What if we could stop our emissions instantly? Some parts of the planet would keep on changing as they continue reacting to our past emissions. The world’s glaciers would continue to retreat for decades or centuries, and the oceans would continue to warm. This means the seas will rise and there will be more coastal flooding, no matter what we do.
One day in the distant future, we may be able to reverse some of the impacts of climate change, if we can reduce temperatures back to previous levels by removing the excess carbon dioxide from the atmosphere. Our weather could become more normal again and the Arctic sea ice could return each summer. After a very long time, we might even see some re-advance of the glaciers. However, it will not be possible to reverse many of the other changes to the planet in any meaningful human timescale. The oceans will be warmer, the ice sheets will be diminished and sea levels will be higher for hundreds to thousands of years.
So, what do we need to do? It’s simple. The IPCC has said that “unless there are immediate, rapid, and large-scale reductions in greenhouse gas emissions, limiting warming to close to 1.5°C or even 2°C will be beyond reach”.
How are we doing so far? A world of ever-increasing burning of fossil fuels would heat up by 4–5°C by 2100. Thankfully, we have put some policies in place that make it far less likely that we will face that future. We have also made progress in technology and in the way we live.

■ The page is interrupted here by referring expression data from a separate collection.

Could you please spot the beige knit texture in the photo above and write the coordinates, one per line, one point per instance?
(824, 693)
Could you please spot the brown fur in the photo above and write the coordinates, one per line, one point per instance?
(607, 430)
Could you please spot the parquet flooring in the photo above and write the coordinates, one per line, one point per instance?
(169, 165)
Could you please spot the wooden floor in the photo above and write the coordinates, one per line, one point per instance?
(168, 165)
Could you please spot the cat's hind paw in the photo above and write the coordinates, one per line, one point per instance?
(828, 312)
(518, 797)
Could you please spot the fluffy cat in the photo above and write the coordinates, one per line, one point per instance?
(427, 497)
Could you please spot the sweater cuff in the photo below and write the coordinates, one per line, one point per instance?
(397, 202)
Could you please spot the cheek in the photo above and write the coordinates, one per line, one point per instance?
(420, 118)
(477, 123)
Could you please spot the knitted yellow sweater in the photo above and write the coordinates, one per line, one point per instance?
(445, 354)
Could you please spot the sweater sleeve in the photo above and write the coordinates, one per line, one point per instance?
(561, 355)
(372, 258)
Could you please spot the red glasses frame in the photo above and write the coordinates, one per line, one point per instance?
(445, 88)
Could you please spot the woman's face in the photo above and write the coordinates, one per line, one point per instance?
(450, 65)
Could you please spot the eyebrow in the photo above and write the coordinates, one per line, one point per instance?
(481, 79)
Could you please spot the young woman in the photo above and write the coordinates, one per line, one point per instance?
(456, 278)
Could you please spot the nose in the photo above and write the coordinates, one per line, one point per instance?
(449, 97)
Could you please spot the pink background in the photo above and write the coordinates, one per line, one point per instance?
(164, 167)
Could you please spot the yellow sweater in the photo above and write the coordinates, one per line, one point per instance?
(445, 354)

So, if those policies are successfully enforced, warming is now predicted to be less than 3°C this century.
We have also made promises of what we intend to do, including the national pledges under the Paris Agreement for how much each country will cut their emissions by the year 2030, and statements about when they plan to stop adding greenhouse gases to the atmosphere completely. If we stick to those promises, warming will be limited to just over 2°C, and perhaps even less than 2°C. Every time a new policy or pledge is made, these predictions gradually tick down.
Every single new policy – every single tonne of carbon dioxide we avoid emitting – will bring future global warming further down, towards our target of 1.5–2°C. As we have seen, there would still be serious consequences even at these levels of warming, and the last degree or so will be the hardest to avoid. But climate change is not something that is simply won or lost. It is a curve that we can keep bending towards a better world. The future is looking better than we imagined, but it is not yet as good as we hope. What happens next is up to us.
Future generations will know how we did.